Search code examples
azure-blob-storageazure-cognitive-search

Unable to decode blob metadata into Azure Search index


I'm using an indexer to index PDF files into an Azure Search Index. I have some metadata parameters encoded as URL-safe base64 (document_url in the screenshot):

blob metadata

Everything works fine. The indexer runs and the document_url is decoded and indexed in a Url property.

The problem comes when I try to do the same for a metadata_title parameter. Configured in exactly the same way as 'document_url', when the indexer runs it throws an error.

Message: Could not parse document. Could not apply mapping function 'base64Decode' to field 'metadata_title'. Details: The input is not a valid Base-64 string as it contains a non-base 64 character, more than two padding characters, or an illegal character among the padding characters.

The metadata_title has the following value: Tm9uLVNtb2tlcsKQcyBEZWNsYXJhdGlvbg

Using an external tool I'm able to decode that without issues.

The mapping configuration for both 'document_url' and 'metadata_title' are the same:

{
  "sourceFieldName": "metadata_title",
  "targetFieldName": "MetaTitle",
  "mappingFunction": {
     "name": "base64Decode",
     "parameters": {
         "useHttpServerUtilityUrlTokenDecode": false
     }
  }
}

Even if I remove the 'metadata_title' property from the blob, it keeps throwing the same error.

Maybe the problem is in the Index?

This is where the metadata_title is being mapped:

{
      "name": "MetaTitle",
      "type": "Edm.String",
      "searchable": true,
      "filterable": false,
      "retrievable": true,
      "sortable": false,
      "facetable": false,
      "key": false,
      "indexAnalyzer": null,
      "searchAnalyzer": null,
      "analyzer": null,
      "normalizer": null,
      "synonymMaps": []
 }

This property is searchable, while Url (the property where 'document_url' is being mapped) is not.

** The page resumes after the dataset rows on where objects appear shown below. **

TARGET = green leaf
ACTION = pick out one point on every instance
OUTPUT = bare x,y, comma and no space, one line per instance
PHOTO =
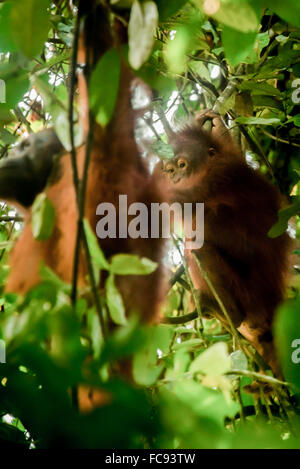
141,32
114,302
283,217
287,335
289,11
30,25
213,361
104,86
167,9
237,14
239,360
260,88
206,403
257,121
146,365
237,45
7,42
48,276
296,120
130,264
157,81
15,88
95,331
162,150
184,41
43,215
94,248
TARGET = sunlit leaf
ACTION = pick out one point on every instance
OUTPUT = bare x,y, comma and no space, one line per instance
141,31
213,361
30,25
115,302
94,248
43,215
283,217
129,264
104,86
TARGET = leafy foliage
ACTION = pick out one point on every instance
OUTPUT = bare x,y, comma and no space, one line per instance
240,57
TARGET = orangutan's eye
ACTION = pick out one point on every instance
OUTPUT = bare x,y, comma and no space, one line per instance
181,163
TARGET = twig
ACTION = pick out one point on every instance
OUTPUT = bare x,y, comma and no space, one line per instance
219,301
182,319
278,139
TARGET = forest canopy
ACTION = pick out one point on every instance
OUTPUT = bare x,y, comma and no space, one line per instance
190,385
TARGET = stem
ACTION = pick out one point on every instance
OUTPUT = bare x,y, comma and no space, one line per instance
219,301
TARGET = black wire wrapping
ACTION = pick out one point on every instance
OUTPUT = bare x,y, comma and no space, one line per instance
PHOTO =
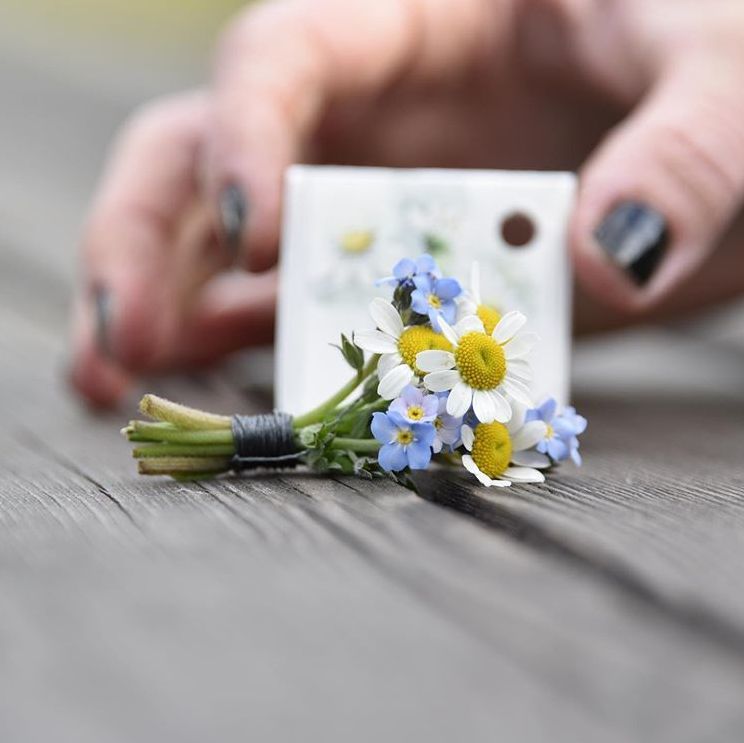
265,440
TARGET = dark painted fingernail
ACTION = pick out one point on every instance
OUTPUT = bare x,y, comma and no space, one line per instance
635,237
233,215
102,311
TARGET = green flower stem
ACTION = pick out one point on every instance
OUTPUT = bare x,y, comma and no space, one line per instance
145,431
359,446
182,416
318,414
183,450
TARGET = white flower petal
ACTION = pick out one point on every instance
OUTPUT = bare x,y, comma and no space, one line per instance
469,464
501,482
518,390
469,324
375,341
520,345
531,459
527,436
503,409
435,360
441,381
392,384
508,326
475,282
460,399
468,437
386,317
388,362
447,331
519,368
465,306
524,474
484,406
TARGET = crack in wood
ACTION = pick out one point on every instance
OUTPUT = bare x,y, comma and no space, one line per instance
39,444
696,619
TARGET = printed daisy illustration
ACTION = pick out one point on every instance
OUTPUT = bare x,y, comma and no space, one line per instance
424,393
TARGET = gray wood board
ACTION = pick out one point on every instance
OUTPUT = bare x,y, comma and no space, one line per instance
295,606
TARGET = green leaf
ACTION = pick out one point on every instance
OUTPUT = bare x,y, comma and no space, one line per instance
353,355
435,244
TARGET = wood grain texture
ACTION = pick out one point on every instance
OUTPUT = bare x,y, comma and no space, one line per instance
606,606
299,606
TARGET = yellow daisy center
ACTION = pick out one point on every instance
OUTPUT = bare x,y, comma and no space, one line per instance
415,412
419,338
480,361
491,448
357,241
488,316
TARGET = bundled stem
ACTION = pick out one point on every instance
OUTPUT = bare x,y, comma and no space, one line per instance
186,443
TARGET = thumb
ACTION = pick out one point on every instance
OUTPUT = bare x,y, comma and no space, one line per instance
660,190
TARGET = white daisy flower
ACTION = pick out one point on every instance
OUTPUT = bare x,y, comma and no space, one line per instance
398,347
470,302
495,448
482,369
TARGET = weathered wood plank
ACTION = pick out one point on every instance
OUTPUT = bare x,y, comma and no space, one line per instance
261,594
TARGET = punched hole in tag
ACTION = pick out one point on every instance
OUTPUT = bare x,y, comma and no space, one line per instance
517,229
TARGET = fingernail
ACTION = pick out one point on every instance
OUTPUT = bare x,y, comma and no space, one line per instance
635,237
102,311
233,214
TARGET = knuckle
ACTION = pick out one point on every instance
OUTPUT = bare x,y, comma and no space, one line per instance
694,160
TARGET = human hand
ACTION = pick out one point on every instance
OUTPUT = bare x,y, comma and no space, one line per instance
641,95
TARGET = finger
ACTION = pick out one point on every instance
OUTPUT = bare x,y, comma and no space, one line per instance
131,268
284,65
661,190
233,311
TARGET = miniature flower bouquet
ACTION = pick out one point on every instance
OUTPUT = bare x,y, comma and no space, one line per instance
442,379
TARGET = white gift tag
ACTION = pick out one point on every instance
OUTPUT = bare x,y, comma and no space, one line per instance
346,227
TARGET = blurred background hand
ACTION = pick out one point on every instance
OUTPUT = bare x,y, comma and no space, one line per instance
641,96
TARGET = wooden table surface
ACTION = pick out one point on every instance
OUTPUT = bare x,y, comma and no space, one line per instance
607,605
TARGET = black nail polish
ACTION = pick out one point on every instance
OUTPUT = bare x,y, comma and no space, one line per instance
635,237
233,214
102,311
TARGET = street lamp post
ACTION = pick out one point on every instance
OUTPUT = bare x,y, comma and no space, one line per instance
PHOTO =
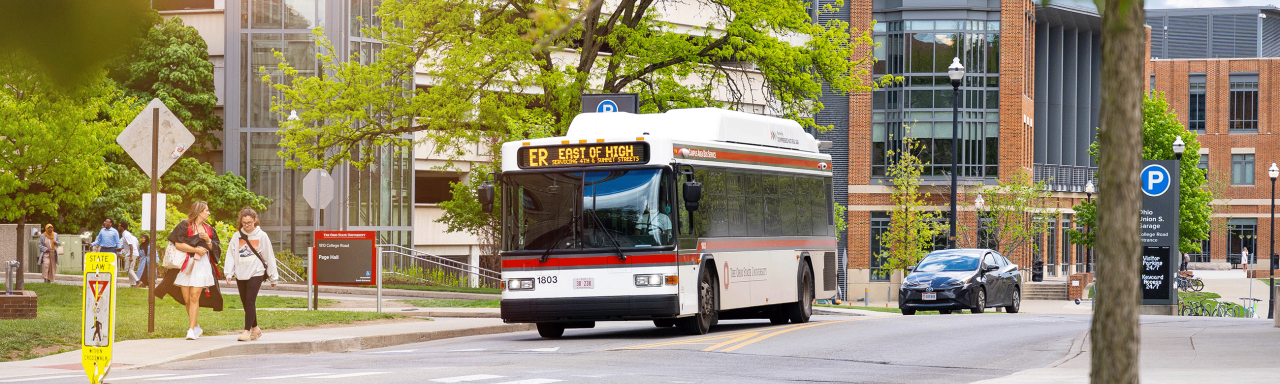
1271,304
1088,196
956,73
293,193
979,205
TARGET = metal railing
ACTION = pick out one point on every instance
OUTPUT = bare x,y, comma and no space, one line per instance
398,257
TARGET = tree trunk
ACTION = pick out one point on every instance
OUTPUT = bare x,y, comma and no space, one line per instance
22,268
1114,333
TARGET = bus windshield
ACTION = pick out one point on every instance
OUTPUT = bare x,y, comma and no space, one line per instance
576,210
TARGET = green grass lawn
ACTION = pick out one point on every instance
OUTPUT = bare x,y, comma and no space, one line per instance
453,304
894,310
464,289
58,324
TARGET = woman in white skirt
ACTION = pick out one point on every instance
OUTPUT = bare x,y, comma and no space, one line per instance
199,240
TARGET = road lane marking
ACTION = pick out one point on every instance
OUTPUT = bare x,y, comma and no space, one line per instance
470,378
540,350
289,376
37,379
786,330
348,375
142,376
401,351
187,376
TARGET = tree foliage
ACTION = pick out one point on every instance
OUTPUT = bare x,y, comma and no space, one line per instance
1160,127
172,63
484,69
912,228
1010,214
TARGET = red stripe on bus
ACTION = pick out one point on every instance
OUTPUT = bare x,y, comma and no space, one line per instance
752,158
590,261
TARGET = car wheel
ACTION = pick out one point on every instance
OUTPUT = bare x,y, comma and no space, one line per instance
981,304
803,309
551,330
1018,302
702,321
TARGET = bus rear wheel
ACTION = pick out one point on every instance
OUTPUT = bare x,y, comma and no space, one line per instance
551,330
705,318
801,310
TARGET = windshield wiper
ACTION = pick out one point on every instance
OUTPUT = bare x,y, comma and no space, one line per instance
600,225
548,252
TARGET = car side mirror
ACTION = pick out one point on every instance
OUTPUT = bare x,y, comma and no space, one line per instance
693,193
484,193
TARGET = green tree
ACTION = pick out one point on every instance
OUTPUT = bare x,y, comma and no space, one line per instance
50,142
172,63
912,228
1010,211
1160,127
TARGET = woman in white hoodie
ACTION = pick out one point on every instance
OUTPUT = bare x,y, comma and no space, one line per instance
250,260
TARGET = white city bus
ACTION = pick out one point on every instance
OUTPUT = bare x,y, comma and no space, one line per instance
680,218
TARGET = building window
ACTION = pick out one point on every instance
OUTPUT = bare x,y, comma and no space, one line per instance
433,190
1196,105
880,224
1242,169
1244,105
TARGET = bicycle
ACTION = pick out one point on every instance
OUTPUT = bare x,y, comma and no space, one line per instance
1189,283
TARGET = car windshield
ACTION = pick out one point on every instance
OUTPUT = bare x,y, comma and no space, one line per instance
950,261
577,210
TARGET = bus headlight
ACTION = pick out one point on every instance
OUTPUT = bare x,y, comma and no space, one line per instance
520,284
649,280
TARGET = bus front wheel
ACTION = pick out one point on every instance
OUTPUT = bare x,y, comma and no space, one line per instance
705,318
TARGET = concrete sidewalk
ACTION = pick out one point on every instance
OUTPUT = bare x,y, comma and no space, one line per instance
1180,350
150,352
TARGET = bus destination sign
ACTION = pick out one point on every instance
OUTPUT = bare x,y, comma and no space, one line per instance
577,155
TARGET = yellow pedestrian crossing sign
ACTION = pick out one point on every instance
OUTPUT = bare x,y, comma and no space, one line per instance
99,315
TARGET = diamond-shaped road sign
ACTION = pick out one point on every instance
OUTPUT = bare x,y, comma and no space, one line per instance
174,138
318,188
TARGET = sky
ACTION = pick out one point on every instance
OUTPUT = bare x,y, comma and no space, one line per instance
1161,4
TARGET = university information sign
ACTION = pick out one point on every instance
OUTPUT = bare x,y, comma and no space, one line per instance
97,333
1157,231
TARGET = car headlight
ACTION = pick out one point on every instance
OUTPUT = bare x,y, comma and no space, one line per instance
520,284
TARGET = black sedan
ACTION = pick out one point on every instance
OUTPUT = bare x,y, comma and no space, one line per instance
961,279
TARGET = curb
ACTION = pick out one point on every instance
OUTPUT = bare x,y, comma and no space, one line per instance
342,344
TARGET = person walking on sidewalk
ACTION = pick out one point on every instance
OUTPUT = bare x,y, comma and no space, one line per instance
108,238
248,261
195,284
49,254
128,250
144,260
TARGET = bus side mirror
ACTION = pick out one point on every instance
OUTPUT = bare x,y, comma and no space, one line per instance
484,193
693,193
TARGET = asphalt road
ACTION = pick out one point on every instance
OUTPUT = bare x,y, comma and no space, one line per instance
952,348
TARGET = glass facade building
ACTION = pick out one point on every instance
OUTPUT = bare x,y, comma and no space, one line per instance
374,199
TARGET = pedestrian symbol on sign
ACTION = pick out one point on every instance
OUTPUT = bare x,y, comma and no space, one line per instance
607,106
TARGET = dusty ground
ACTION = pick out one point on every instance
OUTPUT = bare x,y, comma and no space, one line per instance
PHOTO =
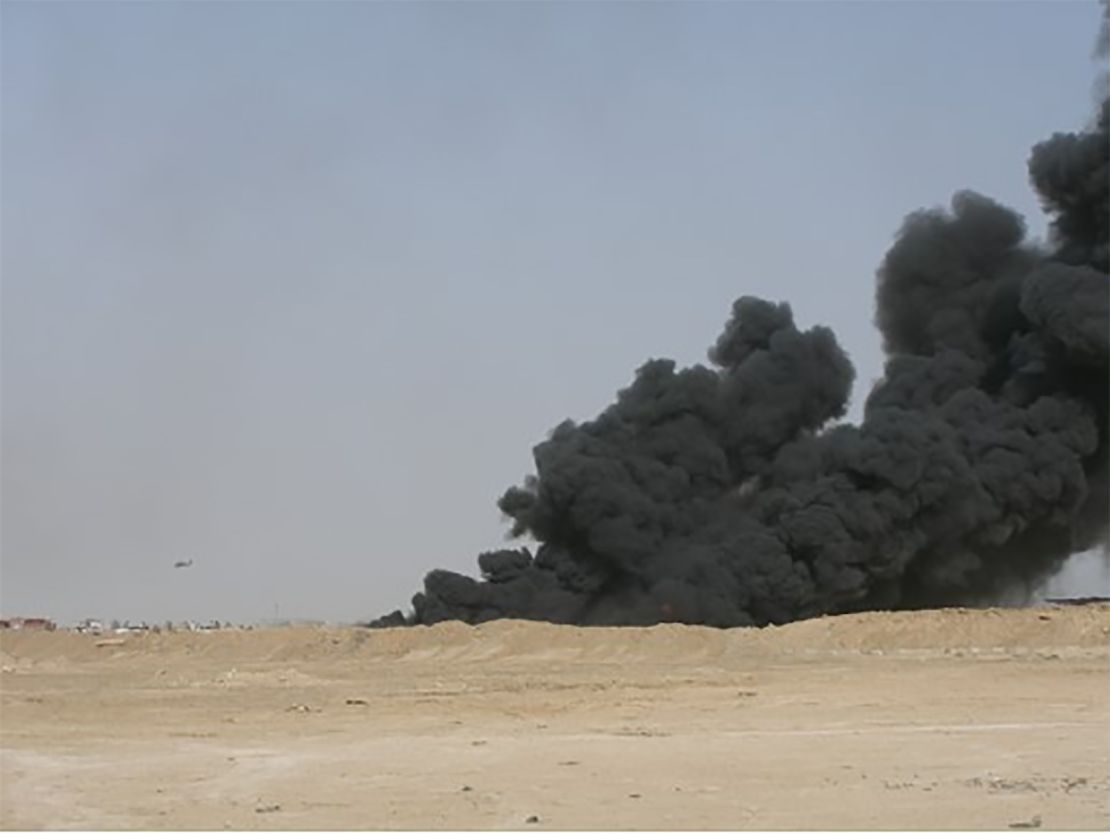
952,720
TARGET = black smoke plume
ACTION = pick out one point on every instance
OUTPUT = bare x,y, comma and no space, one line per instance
718,495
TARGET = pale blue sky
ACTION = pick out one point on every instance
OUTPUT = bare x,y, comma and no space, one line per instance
292,289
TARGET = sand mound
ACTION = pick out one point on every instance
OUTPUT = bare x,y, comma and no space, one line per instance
956,630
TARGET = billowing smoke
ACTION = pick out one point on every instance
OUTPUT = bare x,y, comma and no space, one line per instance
720,495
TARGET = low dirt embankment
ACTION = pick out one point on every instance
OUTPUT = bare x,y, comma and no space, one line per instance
948,719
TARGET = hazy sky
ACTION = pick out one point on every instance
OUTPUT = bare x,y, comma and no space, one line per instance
292,290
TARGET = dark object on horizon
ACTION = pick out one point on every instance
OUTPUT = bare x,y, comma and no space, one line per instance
727,495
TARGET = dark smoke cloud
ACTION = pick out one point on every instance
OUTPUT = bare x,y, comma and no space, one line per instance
718,494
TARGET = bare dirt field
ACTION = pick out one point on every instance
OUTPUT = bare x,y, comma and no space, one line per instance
938,720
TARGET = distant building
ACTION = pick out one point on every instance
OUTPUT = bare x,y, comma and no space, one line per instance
28,623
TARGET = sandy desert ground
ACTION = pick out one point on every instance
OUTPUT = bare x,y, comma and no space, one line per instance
942,720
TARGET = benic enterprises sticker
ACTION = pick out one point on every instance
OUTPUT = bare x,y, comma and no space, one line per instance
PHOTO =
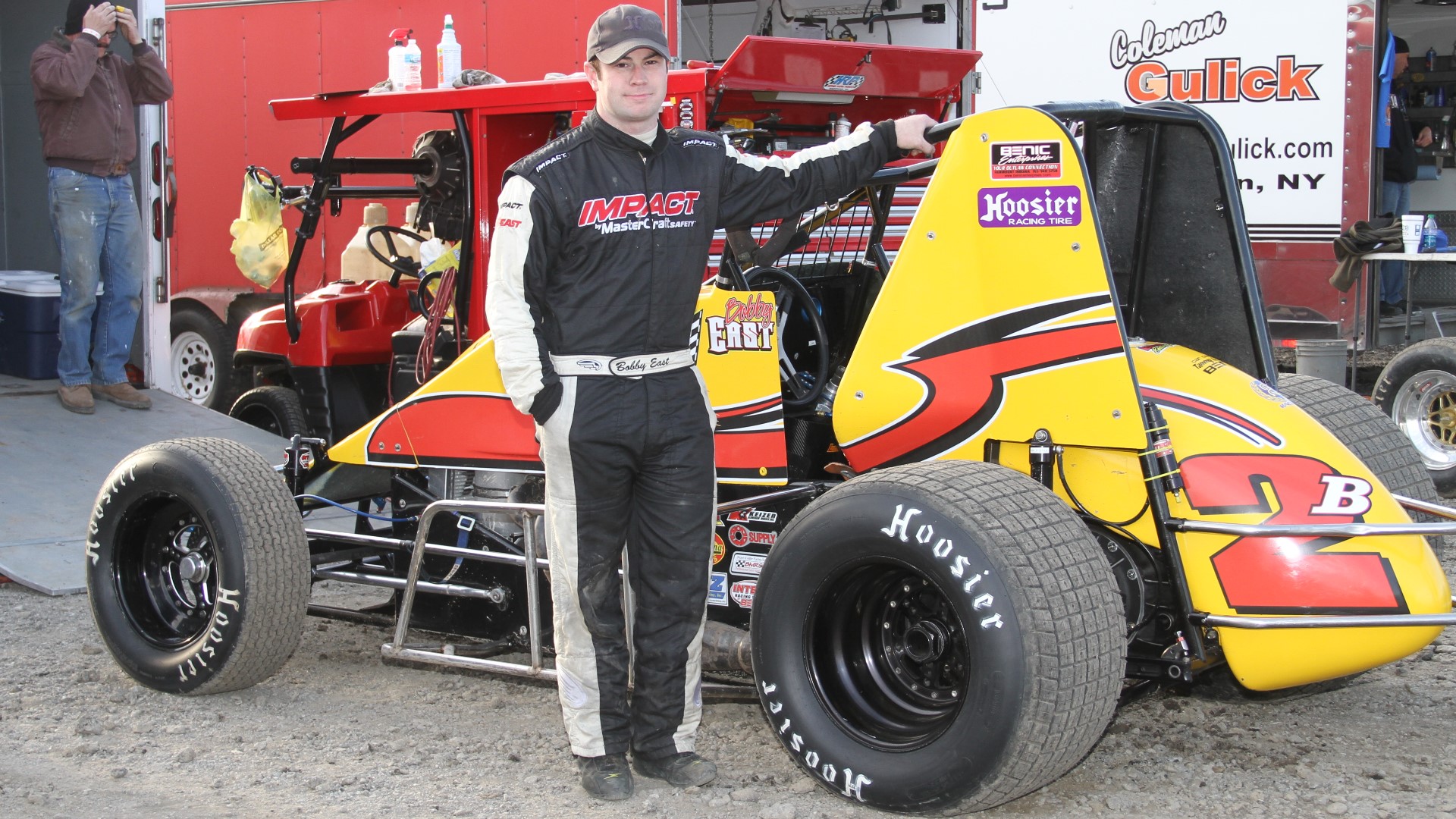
843,82
743,592
1056,206
717,589
1027,161
747,563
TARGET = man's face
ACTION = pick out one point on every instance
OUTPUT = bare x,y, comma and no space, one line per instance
631,91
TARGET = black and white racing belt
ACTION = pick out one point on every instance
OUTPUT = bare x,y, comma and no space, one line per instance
625,366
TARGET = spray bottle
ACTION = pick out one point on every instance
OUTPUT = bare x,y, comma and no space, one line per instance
397,58
413,66
447,55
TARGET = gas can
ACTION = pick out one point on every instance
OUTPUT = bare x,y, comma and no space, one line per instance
357,264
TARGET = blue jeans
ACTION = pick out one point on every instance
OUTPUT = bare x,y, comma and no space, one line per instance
1395,199
98,231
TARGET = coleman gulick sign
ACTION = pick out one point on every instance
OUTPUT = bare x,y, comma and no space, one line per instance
1272,74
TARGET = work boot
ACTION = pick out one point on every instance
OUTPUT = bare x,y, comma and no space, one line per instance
606,777
682,770
77,398
123,394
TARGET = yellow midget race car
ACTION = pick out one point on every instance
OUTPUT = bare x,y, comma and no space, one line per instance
971,494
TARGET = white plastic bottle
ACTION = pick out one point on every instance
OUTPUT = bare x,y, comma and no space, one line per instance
397,58
413,66
447,55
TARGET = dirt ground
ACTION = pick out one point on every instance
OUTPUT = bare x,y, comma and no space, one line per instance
341,733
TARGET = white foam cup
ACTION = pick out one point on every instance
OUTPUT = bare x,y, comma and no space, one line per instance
1411,232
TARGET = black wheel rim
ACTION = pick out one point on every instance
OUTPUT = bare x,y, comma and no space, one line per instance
261,417
165,572
889,654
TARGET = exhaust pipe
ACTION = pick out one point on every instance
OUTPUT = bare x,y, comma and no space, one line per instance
726,649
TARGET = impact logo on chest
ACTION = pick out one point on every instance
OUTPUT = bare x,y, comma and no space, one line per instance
635,212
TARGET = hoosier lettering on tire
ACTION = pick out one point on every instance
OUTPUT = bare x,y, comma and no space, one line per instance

That's the only difference I can see.


Solution

  • 'metadata_title' is one of the reserved metadata properties for PDFs when using the blob indexer with "parsingMode": "default" and "dataToExtract": "contentAndMetadata", so I suspect what is happening is that the property that is attempting to be decoded is the one that ACS extracted from your document (which is not base 64 encoded) and not the one from your blob's metadata. To get around this, you could need to rename the blob metadata field to have a name that is not one of the reserved properties that ACS extracts on your behalf. If that is not feasible, please open a support ticket so that one of our engineers can work with you on a more custom solution.